The email didn’t name Provost Carolyn Thomas so it was unclear, Guia said, whether Thomas had been fired. Thomas had been a role model, Guia said, as a woman who was a renowned scholar in the field of American studies and who was carrying out changes to improve learning, such as better student advising, a proposal Guia said has been abandoned by the new provost.
In response to a request to comment on Thomas’ removal, Cal State Fullerton spokesperson Cerise Metzger said that the “provost position is a member of the management personnel plan (MPP). MPP employees serve at the pleasure of the president, and the non-retention of an MPP is not subject to shared governance.”
She added that Virjee addressed the Academic Senate on March 2 to talk about the appointment of an interim provost. Metzger said she did not have enough information about Thomas’ advising program to comment on it.
Unlike the Pomona campus, Fullerton’s Academic Senate did not issue a no-confidence vote against Virjee. He retired in July.
The details behind the two provosts’ removals are hidden from public view in personnel files, which are not disclosed.
The 'corporatization' of the university
Observers say these kinds of conflicts between faculty and administration over the direction of a college or university are becoming more common.
“Because of the corporatization of campuses, they've been moving to have much more top-down decision making,” said Adrianna Kezar, director of the Pullias Center for Higher Education at USC.
For example, Kezar said, many universities have been hiring more part-time faculty as a cost-cutting move. That’s a policy direction many organized faculty groups have asked top administrators to stop.
Full-time faculty, she added, have more time to mentor and guide students than do part-time instructors.
“The money for faculty and for instruction has gone down dramatically over the last 30 or 40 years,” Kezar said. “The money for administration, the money for marketing, branding and all these kinds of corporate things has gone way up on campuses."
How do shared governance conflicts affect students?

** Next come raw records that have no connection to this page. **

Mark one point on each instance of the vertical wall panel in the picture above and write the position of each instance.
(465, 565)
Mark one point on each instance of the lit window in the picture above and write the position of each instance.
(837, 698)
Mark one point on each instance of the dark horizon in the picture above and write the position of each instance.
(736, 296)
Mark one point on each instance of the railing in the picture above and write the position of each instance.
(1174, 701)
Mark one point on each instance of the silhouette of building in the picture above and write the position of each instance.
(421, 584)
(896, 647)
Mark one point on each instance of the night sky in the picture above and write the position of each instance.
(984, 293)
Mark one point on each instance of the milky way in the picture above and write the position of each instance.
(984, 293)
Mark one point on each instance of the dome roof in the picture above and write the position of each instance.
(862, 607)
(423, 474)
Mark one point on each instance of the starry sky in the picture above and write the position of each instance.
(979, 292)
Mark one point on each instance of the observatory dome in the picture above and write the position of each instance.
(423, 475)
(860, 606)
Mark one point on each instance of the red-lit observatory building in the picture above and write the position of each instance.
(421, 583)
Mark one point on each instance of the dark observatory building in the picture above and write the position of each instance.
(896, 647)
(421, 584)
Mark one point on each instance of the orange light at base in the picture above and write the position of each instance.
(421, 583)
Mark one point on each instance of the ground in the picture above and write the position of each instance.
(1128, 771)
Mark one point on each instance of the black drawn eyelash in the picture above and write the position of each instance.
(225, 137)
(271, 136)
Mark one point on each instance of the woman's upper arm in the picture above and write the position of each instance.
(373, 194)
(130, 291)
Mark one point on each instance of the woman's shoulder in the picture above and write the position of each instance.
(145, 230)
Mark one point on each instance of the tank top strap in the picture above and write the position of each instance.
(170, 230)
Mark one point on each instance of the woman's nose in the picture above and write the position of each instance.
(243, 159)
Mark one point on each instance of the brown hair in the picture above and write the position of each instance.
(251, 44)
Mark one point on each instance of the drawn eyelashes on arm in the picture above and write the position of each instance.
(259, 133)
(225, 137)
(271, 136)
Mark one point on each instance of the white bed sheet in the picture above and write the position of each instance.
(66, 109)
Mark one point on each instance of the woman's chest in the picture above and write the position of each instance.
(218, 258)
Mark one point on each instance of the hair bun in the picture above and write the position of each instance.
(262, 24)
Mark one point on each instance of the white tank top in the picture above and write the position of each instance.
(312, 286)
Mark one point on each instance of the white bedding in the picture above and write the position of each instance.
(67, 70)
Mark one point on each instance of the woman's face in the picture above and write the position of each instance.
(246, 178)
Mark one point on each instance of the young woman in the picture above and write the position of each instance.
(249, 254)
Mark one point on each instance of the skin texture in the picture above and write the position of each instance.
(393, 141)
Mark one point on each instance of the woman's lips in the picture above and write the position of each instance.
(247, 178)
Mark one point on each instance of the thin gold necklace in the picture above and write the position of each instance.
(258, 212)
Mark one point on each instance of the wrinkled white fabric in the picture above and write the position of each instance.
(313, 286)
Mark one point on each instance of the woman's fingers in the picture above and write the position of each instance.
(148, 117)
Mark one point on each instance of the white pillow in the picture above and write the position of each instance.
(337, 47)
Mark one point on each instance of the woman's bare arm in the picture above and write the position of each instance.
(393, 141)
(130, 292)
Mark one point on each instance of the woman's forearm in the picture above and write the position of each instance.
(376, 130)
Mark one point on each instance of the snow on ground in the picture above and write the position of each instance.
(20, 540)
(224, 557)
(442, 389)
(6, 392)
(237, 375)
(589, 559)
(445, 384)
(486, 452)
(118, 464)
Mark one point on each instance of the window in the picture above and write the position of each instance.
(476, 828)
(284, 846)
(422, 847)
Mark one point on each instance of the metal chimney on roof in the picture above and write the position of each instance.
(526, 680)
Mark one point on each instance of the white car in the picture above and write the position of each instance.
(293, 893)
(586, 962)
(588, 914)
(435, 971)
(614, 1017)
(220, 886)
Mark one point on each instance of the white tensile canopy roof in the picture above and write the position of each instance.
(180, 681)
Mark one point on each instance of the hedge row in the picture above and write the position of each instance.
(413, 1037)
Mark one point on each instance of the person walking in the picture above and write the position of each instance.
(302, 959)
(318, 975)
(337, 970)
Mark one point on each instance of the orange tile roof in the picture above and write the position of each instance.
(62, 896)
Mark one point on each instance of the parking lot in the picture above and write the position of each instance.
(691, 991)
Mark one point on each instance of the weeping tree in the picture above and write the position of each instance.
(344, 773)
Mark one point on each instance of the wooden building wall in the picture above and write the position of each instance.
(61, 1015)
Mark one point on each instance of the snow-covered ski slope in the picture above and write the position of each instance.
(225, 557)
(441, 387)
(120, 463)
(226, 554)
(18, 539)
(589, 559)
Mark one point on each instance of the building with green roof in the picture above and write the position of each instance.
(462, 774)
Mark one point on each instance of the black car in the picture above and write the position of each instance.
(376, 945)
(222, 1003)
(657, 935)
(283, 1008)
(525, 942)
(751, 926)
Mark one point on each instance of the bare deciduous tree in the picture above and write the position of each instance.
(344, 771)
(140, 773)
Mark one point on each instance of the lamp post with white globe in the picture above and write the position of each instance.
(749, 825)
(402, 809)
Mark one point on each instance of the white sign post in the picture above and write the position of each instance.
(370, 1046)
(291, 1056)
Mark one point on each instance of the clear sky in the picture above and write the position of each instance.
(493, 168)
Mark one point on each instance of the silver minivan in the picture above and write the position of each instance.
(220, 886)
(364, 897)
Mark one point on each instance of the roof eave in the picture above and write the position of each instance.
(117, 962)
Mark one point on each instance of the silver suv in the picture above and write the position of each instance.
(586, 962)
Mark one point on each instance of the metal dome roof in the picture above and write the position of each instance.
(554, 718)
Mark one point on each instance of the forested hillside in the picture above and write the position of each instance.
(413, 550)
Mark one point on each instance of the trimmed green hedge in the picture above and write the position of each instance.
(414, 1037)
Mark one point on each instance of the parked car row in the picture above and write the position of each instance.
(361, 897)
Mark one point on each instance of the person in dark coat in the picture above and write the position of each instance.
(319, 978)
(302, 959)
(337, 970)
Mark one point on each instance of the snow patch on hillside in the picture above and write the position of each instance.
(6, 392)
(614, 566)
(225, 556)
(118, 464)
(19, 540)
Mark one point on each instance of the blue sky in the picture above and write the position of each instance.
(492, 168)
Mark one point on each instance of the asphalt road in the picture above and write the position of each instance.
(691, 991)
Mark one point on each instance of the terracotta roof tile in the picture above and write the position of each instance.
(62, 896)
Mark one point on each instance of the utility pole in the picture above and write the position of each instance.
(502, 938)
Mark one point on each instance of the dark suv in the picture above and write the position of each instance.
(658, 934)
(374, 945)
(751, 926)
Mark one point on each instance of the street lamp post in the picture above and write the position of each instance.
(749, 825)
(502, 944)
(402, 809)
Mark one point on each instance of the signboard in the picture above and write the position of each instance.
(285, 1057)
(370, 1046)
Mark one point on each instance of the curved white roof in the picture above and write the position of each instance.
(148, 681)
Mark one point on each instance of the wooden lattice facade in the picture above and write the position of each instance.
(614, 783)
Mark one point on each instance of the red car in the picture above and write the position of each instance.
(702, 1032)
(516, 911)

Low graduation rates have pushed universities such as the CSU system to pressure students to reach graduation day and improve the supports for them to achieve that goal. Increased transfers from community colleges also mean that students on many campuses spend less than four years on campus, often not enough time to learn about and get involved in the workings of their university.
“It's hard with students … they're here with us for a couple years and it's a very transient population,” Guerrero said.
There’s one solution to that: Add students to the shared governance formula. It adds work to the running of the campus but experts say it’s good for students.
“For students, yes, the more voices that are at the table including their own, the better the policies are,” researcher Kezar said. “We've got a lot of evidence to that effect … shared governance is very beneficial for students.”